With her face in her hands, she eventually dried her tears and tried to wipe the mascara under her eyes away. “He’s going to hate me. They both are.”
“Eliot will always love you.” Serena said, squeezing Blair’s arms with a supportive smile as she pulled away. “And as for Dan-- you’ll have to take that a step at a time.”
“Tell me you’ll do whatever it takes to help me,” Blair asked her with sudden force.
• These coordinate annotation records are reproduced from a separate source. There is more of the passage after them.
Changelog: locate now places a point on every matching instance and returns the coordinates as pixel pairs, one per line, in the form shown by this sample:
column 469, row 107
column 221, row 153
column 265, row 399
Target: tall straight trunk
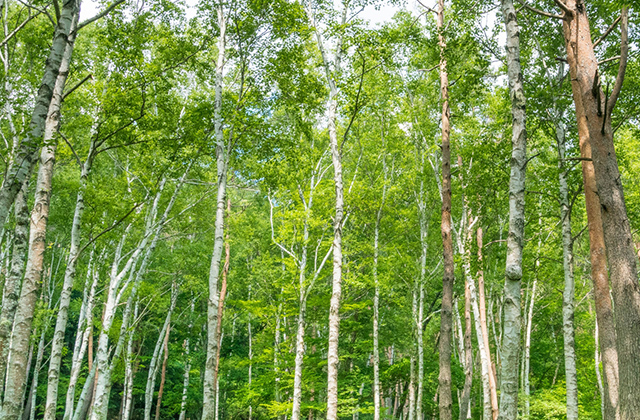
column 482, row 316
column 153, row 365
column 468, row 356
column 599, row 272
column 223, row 294
column 527, row 350
column 377, row 396
column 597, row 109
column 69, row 277
column 26, row 155
column 187, row 365
column 598, row 373
column 515, row 241
column 163, row 371
column 571, row 375
column 16, row 371
column 83, row 332
column 129, row 371
column 14, row 279
column 209, row 385
column 332, row 69
column 444, row 378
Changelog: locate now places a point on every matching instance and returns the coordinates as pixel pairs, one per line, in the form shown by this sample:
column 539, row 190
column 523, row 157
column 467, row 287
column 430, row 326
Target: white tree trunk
column 332, row 116
column 512, row 316
column 85, row 325
column 209, row 384
column 154, row 367
column 187, row 366
column 14, row 279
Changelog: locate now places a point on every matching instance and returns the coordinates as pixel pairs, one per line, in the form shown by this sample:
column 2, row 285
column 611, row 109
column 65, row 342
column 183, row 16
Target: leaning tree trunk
column 571, row 374
column 17, row 368
column 444, row 377
column 26, row 155
column 513, row 273
column 209, row 385
column 69, row 277
column 12, row 284
column 597, row 108
column 485, row 333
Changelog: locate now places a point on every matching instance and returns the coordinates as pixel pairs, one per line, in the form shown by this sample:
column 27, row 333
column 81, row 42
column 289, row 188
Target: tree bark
column 209, row 385
column 163, row 371
column 571, row 375
column 153, row 365
column 16, row 371
column 65, row 296
column 512, row 321
column 14, row 279
column 584, row 64
column 444, row 377
column 83, row 332
column 27, row 154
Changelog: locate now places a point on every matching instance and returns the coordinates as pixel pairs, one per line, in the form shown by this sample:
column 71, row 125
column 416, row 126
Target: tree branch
column 564, row 7
column 607, row 32
column 624, row 56
column 100, row 15
column 22, row 25
column 538, row 11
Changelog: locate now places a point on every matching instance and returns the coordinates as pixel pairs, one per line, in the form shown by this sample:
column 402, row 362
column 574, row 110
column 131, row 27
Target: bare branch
column 564, row 7
column 607, row 32
column 22, row 25
column 624, row 56
column 100, row 15
column 538, row 11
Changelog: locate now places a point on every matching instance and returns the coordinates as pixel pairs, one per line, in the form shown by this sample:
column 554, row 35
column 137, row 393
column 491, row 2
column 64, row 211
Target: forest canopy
column 319, row 209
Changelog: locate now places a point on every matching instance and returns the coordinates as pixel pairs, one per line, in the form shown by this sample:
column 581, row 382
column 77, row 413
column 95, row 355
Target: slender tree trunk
column 153, row 365
column 209, row 386
column 27, row 154
column 597, row 109
column 527, row 351
column 571, row 375
column 599, row 374
column 599, row 272
column 16, row 371
column 468, row 356
column 336, row 158
column 512, row 321
column 485, row 333
column 69, row 277
column 85, row 325
column 187, row 365
column 444, row 377
column 163, row 371
column 129, row 371
column 12, row 284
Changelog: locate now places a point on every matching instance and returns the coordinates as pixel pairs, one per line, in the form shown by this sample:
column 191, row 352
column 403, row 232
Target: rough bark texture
column 482, row 315
column 444, row 378
column 27, row 154
column 336, row 158
column 597, row 108
column 209, row 385
column 571, row 375
column 65, row 296
column 512, row 321
column 14, row 279
column 17, row 367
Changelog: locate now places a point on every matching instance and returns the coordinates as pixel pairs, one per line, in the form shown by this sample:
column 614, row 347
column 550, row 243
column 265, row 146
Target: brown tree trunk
column 444, row 377
column 593, row 112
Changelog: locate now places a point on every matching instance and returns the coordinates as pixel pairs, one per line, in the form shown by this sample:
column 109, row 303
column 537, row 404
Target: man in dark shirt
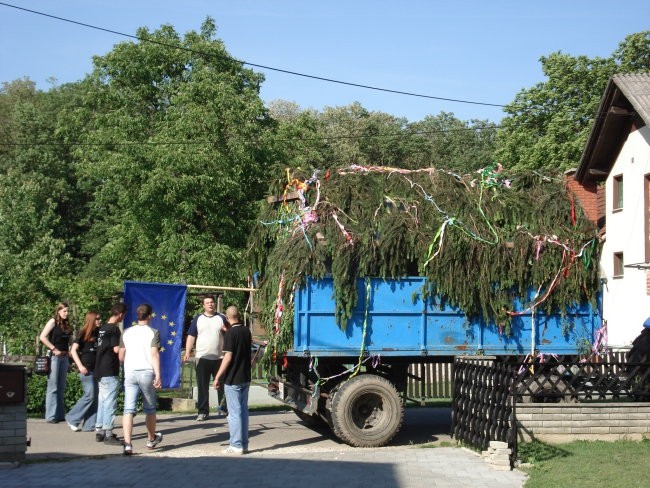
column 235, row 374
column 107, row 372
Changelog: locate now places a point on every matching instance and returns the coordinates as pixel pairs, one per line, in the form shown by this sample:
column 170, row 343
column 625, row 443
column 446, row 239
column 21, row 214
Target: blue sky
column 481, row 51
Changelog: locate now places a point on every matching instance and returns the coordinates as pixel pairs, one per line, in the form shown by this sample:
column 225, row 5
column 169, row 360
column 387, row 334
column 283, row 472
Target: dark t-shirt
column 238, row 341
column 107, row 362
column 59, row 338
column 87, row 351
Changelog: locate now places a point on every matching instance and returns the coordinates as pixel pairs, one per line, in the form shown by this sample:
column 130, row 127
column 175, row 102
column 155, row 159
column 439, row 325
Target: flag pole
column 224, row 288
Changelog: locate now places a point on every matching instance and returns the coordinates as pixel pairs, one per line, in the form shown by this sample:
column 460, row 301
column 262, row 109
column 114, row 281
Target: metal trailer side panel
column 398, row 322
“Of course,” Serena agreed, “but what--,”
“Pretend to be my wife?” She said with a pleading smile, ready to break. “If he thinks Eliot is safe and has two parents who are also gay maybe he’ll back off, I mean--,”
“That makes no sense, B.”
Blair strongly disagreed. “No, it’s perfect. That way no romantic feelings can be involved and we’ll be evenly matched, and--,”
Serena scoffed. “Whose romantic feelings? Because it kinda sounds like yours.”
“I don’t know what you’re talking about.” Blair snapped. “Anyway--,”
“You’ve avoided this man for ten years and never seriously dated once after,” Serena interrupted, an eyebrow arched. “Are you really telling me that this is just some pragmatic but deeply flawed scheme?”
“Of course.” She said, but definitely with weaker strength. Regaining momentum, she pettily argued, “And I was a single mother attorney, there was no time to date. Will you help me or not?”
With an extremely exasperated sigh, Serena then pursed her lips and looked Blair dead in the eyes. “Only if you sit down and have a conversation with him about this. I’ll be sitting right next to you, but Blair you owe him the truth.”
“Fine,” she agreed, wanting to drown in a few more Martinis. Instead she’s dragged home and put to bed with aspirin and an impending hangover. Fuck.